1962年の人も時代も複雑さに単純をまとい、いい時代にする力を身につけていた。
いい時代は、いつも、誰にとっても、人の心のなかにある。それが大事だ。
何事にも言えることで、音楽という道具だって、ナニに使うかよりも、どう使うかが重要なのだ。
エルヴィス・プレスリーのレコードがギネスになるほど売れた理由のひとつは、それだけ使い方も多かったということだ。人々はいい時代にするためにエルヴィスを聴いたのだ。
ボクはいい時代を過ごしていて、こんなにも幸福でいいのかと思ってしまう。
でも人から観れば不幸にしか見えないかも知れない。

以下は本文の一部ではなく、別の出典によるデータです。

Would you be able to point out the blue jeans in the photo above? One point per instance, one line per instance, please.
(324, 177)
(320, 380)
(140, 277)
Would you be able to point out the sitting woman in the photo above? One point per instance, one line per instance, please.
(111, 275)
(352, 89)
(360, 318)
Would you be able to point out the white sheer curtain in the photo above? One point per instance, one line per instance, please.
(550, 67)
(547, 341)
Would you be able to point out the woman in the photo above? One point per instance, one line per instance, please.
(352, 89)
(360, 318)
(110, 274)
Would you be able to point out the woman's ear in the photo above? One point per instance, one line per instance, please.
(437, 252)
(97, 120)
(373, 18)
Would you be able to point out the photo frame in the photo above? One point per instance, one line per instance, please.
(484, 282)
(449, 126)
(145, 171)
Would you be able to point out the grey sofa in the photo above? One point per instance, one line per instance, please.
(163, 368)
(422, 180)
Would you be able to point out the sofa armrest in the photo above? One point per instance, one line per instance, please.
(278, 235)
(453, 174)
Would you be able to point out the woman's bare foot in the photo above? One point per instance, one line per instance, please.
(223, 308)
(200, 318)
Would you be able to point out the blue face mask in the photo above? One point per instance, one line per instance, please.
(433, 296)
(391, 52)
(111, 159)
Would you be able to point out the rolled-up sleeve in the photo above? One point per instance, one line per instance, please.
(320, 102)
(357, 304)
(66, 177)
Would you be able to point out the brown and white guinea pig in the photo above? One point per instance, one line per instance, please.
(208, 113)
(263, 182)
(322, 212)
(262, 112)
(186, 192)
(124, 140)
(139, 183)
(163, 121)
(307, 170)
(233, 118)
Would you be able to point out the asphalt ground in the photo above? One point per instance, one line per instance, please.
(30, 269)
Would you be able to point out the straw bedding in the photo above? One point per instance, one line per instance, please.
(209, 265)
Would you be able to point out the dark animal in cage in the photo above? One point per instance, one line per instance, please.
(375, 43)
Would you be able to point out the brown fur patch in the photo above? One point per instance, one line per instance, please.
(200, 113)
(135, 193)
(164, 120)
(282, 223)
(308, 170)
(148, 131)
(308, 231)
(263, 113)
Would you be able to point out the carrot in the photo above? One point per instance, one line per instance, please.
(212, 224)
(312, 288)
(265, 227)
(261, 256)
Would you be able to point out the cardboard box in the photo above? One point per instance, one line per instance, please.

それでもボクは幸せで、ゴダール風に言えば「永遠が見える」。
なぜならボクの心には愛の泉があって、空に向かって噴出している。空から降ってきたら悲しくなるのに、地から吹き出したら笑顔のなるなんておかしな話だ。本当のところ見方次第なのだ。
そんなボクが1962年のエルヴィスから<愛の泉>をピックアップする。正直言ってこの曲につきあうことは、とても退屈なのだ。ヨーロピアンなムードのバラードだが、愛の複雑さを前にしたら、アコースティックなギターも前菜程度にしか響かない。愛とはなんだ。よろこび、孤独、渇望、ありとあらゆる感情がひとつになったものだ。ロックンロールから遠く離れた楽曲では、現実に立ち向かえない。でも仕方がない。これは家にあったものを持ち寄った「POT LUCK」なんだ。ここで面倒を起こすつもりの者はいない。
ボクはがっかりしながら<愛の泉>を聴く。そしてエルヴィスに刺激と救済を求める。エルヴィス・プレスリーならボクの気持ちを分かってくれそうだと思うからだ。この歌を使って、もっと喜びたいからだ。
ボクは聞いて欲しいんだ。親しい人や好きな人に、いかにしてボクがボクの愛の泉にたどり着いたか。どれほど遠回りをしたのか、でも聞きながら聞かない。きっと自分の知りたい答えを聞きたがるだけだ。
だからボクは話さない。でも聞いてほしいんだ。いかにしてボクがここにたどり着いたか。見えないものが見えている心で、エルヴィスの歌の語りかける。ヘッドフォンをして思い切り音量をあげる。しっかり聞いてもらうためにね。ボクは聞いてほしいからエルヴィスを聴いている。